Consult neurology department personnel for moderate-to-severe hypersensitivity reactions, such as DRESS (Drug Reaction with Eosinophilia and Systemic Symptoms) syndrome, caused by long-term therapy. Patients require close follow-up and changes in anticonvulsant medication.
Patients with serious complications (eg, dysrhythmias, hemodynamic instability, altered mental status, severe ataxia, coma, seizures) following a toxic exposure require hospital admission for further monitoring and treatment.[22]
Consultation of psychiatry department personnel for intentional overdoses is mandatory.
Consult a plastic surgeon for extravasation injuries.
Consult the regional poison control center or a medical toxicologist for additional information and patient care recommendations.

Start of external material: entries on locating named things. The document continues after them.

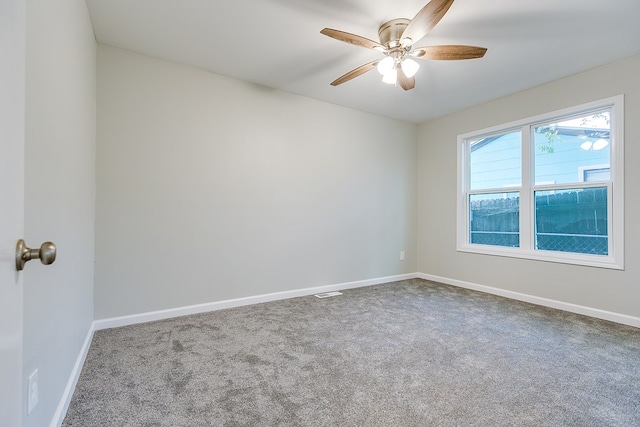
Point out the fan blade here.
[331,59,380,86]
[401,0,453,44]
[398,64,416,90]
[320,28,384,52]
[409,45,487,61]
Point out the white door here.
[0,0,26,426]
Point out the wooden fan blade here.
[320,28,384,52]
[331,59,380,86]
[409,45,487,61]
[398,64,416,90]
[401,0,453,44]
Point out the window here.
[457,95,624,269]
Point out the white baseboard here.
[93,273,418,331]
[50,322,95,427]
[417,273,640,328]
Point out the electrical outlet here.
[27,369,38,414]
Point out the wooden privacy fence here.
[469,187,608,255]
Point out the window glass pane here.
[535,187,609,255]
[469,192,520,247]
[469,131,522,190]
[533,111,611,185]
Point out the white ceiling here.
[87,0,640,123]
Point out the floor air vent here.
[314,291,342,298]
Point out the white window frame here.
[456,95,624,270]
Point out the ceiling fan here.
[320,0,487,90]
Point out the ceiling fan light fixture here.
[402,58,420,78]
[377,56,395,76]
[382,68,398,85]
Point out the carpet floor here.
[63,279,640,427]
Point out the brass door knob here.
[16,239,56,271]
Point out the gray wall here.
[95,45,418,319]
[418,57,640,317]
[23,0,96,426]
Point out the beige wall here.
[418,57,640,317]
[23,0,96,426]
[95,45,418,319]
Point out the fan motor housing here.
[378,18,411,49]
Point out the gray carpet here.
[63,279,640,427]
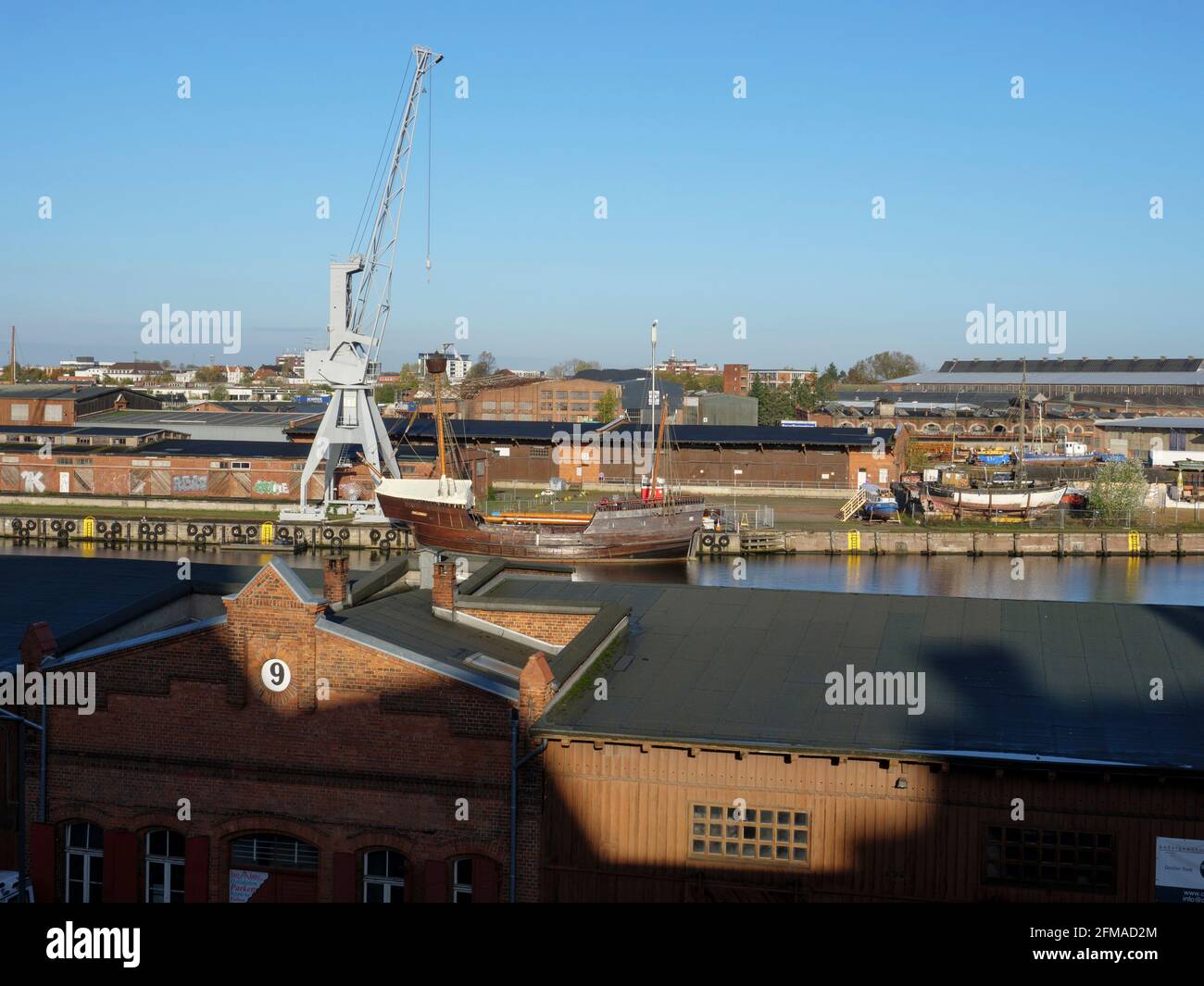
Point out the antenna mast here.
[281,45,443,520]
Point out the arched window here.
[362,849,406,905]
[144,829,184,905]
[452,856,473,905]
[63,822,105,905]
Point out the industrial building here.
[452,374,621,421]
[882,356,1204,402]
[80,405,325,442]
[396,418,897,490]
[1096,417,1204,466]
[0,384,163,425]
[0,557,1204,903]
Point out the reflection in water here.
[0,542,1204,605]
[677,555,1204,605]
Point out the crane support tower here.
[281,45,443,521]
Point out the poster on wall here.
[1153,835,1204,905]
[230,869,268,905]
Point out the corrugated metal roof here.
[85,408,322,431]
[390,418,895,446]
[887,373,1204,388]
[939,356,1204,374]
[1096,416,1204,431]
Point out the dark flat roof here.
[0,425,180,438]
[0,383,159,401]
[326,589,534,688]
[0,549,322,666]
[479,579,1204,770]
[390,418,895,446]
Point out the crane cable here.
[352,52,414,253]
[426,65,434,284]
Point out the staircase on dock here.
[840,489,868,522]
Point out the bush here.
[1091,461,1148,520]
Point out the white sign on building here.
[1153,835,1204,905]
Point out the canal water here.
[0,542,1204,605]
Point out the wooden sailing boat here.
[376,356,703,561]
[922,360,1069,517]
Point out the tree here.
[548,359,602,377]
[1091,461,1148,522]
[846,350,923,383]
[597,390,619,421]
[749,381,796,428]
[464,349,497,381]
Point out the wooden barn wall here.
[542,738,1204,902]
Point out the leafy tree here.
[790,368,835,410]
[846,350,923,384]
[749,381,796,428]
[465,349,497,381]
[597,390,619,421]
[1091,460,1148,520]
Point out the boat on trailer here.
[374,356,706,561]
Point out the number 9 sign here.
[259,657,293,691]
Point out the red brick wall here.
[28,569,542,901]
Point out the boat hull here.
[377,492,703,561]
[920,486,1069,516]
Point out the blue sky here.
[0,1,1204,368]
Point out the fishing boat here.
[966,448,1011,466]
[915,360,1069,518]
[374,356,705,561]
[920,482,1068,517]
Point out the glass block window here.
[690,805,811,866]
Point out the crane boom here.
[281,45,443,520]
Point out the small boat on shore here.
[919,482,1069,517]
[374,356,709,561]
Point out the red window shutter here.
[424,859,448,905]
[105,830,139,905]
[29,822,56,905]
[472,856,498,905]
[184,835,209,905]
[334,853,358,905]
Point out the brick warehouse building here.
[0,558,1204,902]
[0,557,626,902]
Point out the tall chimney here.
[431,561,455,609]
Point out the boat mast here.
[1016,356,1028,486]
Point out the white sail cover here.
[377,476,473,508]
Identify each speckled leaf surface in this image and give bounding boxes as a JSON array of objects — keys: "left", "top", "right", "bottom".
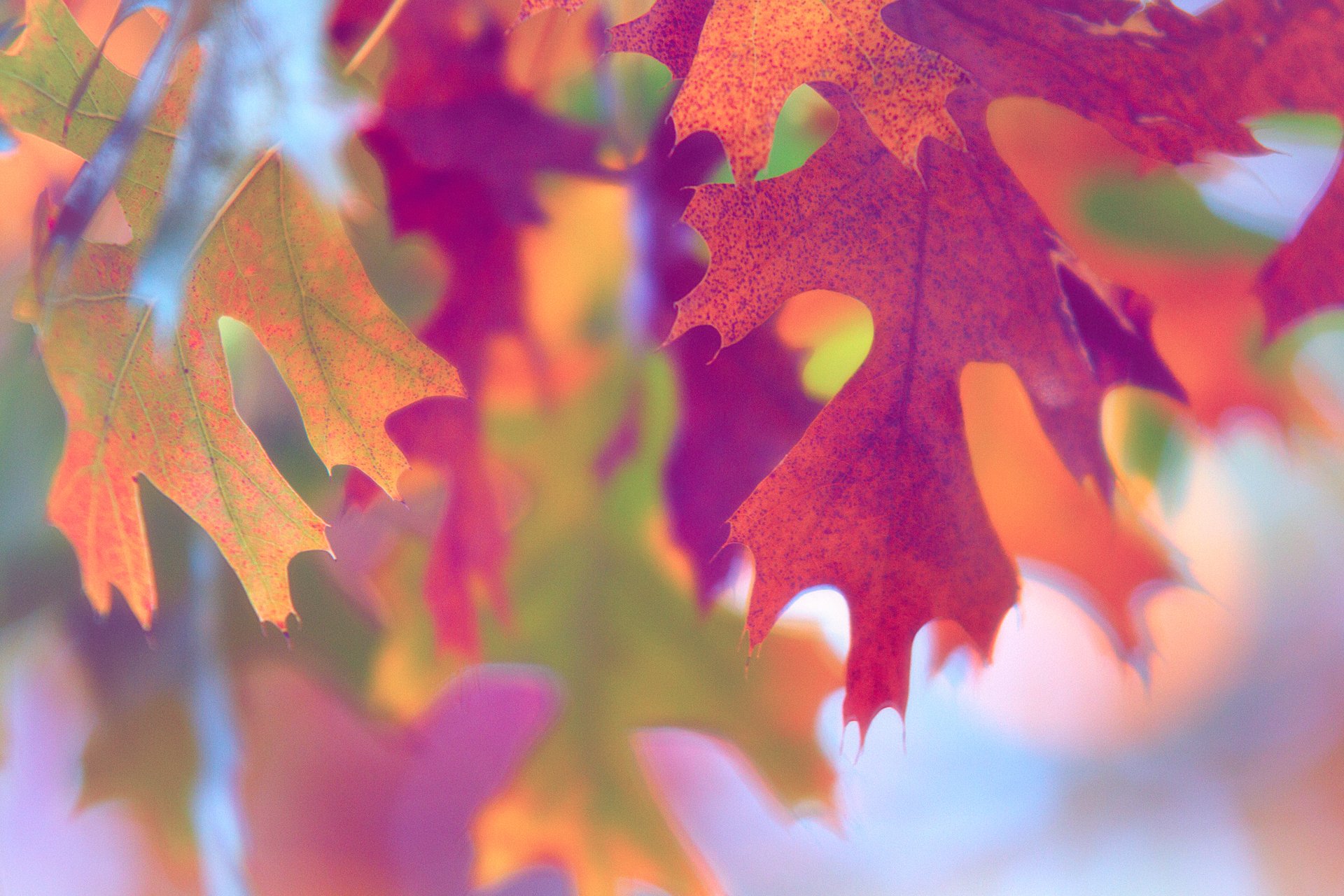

Treatment of phenytoin toxicity is primarily focused on limiting the systemic burden of phenytoin by gastrointestinal decontamination and administration of benzodiazepines to manage any seizures that may occur.
Clinical Context: Preferred GI decontamination method when decontamination is desired. It may be administered with a cathartic (eg, 70% sorbitol), except in young pediatric patients in whom electrolyte disturbances may be of concern. Limited benefit if administered longer than 1 h after ingestion.
Multiple-dose activated charcoal is thought to enhance the elimination of phenytoin that was administered orally or intravenously.
Clinical Context: Drug of choice for drug-induced seizures. Longer duration of action compared with other agents.
Clinical Context: IV/IM formulation with short duration of sedation. Used as alternative for termination of refractory status epilepticus. Because water soluble, takes approximately 3 times longer than diazepam to peak electroencephalographic effects. Thus, clinician must wait 2-3 min to fully evaluate sedative effects before initiating procedure or repeating dose.
Clinical Context: Depresses all levels of CNS (eg, limbic and reticular formation), possibly by increasing activity of GABA. Commonly available, also useful for treatment of seizures or agitation.
Used for seizure control, although seizures in the presence of toxic levels of phenytoin are rare. Alternative formulations for patients without intravenous access include midazolam intranasal and, for pediatric patients, diazepam buccal.